2. test method according to claim 1, which is characterized in that include the following steps：

S1, the portable honeybee collection device of structure, control in queen bee Free-spawning to portable honeybee collection device and hatch；

S2, the portable honeybee collection device containing larvae is transferred in growth cabinet, feeds agriculture containing various concentration The bee larva man-made feeds of medicine count the death condition of different phase bee larva；

S3, the death condition of bee larva in step S2 is analyzed, utilizes Probit analytic approach assessment Pesticides on Honeybee children The toxic effect of worm development.

3. test method according to claim 2, which is characterized in that in step S1, specifically include：

S11, design build by it is vertical every king's case and honeybee embryo collection board group at portable honeybee collection device, the honeybee Embryo collection plate includes at least two embryo collection box；

S12, honeybee embryo collection plate is placed in vertical every in king's case, and be transferred in the beehive of healthy bee colony, control queen bee exists It is vertical every the inside of king's case, so that it Free-spawning and is hatched on embryo collection plate.

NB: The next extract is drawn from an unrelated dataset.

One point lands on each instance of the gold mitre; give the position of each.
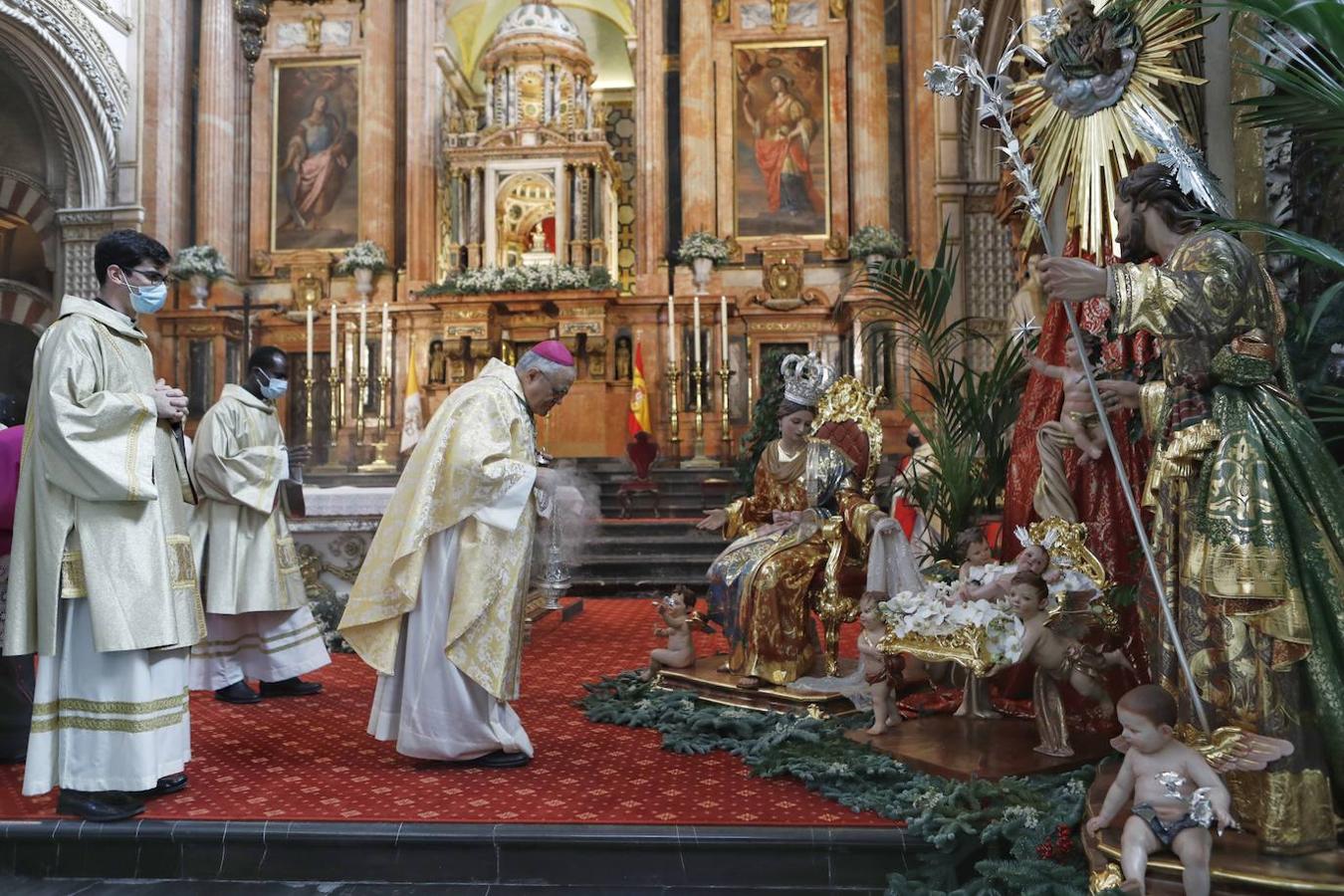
(805, 379)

4. according to claim 1-3 any one of them test methods, which is characterized in that the egg-laying time of the queen bee is 12h.

5. test method according to claim 2, which is characterized in that in step S2, specifically include：

S21, the bee larva man-made feeds for preparing the pesticide containing various concentration；

S22, by containing 1d ± 12h instar larvaes honeybee embryo collection plate be transferred in growth cabinet adapt to culture after feed The bee larva man-made feeds of the pesticide containing various concentration；

S23, statistics bee larva stage of development and the stage of pupating death condition.

6. test method according to claim 5, which is characterized in that in step S22, further include that transfer honeybee embryo receives Before collecting plate to growth cabinet, the honeybee embryo or children of dead in each embryo collection box on honeybee embryo collection plate are rejected in time Worm, and count remaining larva quantity.

7. test method according to claim 5, which is characterized in that in step S22, further include, in feeding containing different dense Before spending the bee larva man-made feeds of pesticide, honeybee embryo collection plate is placed in adaptability culture 24-48h in growth cabinet.

8. test method according to claim 5, which is characterized in that in step S22, by the honeybee of the pesticide containing various concentration Larva artificial feed is added in each embryo collection box, and the quantity for controlling bee larva in each embryo collection box is 40-50, control The dropwise operation time for making the bee larva man-made feeds containing pesticide of each embryo collection box is less than 10min.

9. according to claim 6-8 any one of them test methods, which is characterized in that step S23 is specifically included：Contain in feeding After the bee larva man-made feeds of various concentration pesticide, per the development of bee larva of observation and death condition for 24 hours, after 5 days Statistics obtains the death rate of bee larva, and statistics obtains the final eclosion rate of bee larva after 14 days.

10. test method according to claim 2, which is characterized in that in step S3, according to the honey of the pesticide containing various concentration Statistical result of the larva of bee man-made feeds to bee larva in stage of development and stage of pupating utilizes Probit points of SPSS softwares Analysis method calculates the lethal concentration of 50 of Pesticides on Honeybee larva, counts the influence of the final eclosion rate of Pesticides on Honeybee larva, assessment The toxic effect of Pesticides on Honeybee larvae development.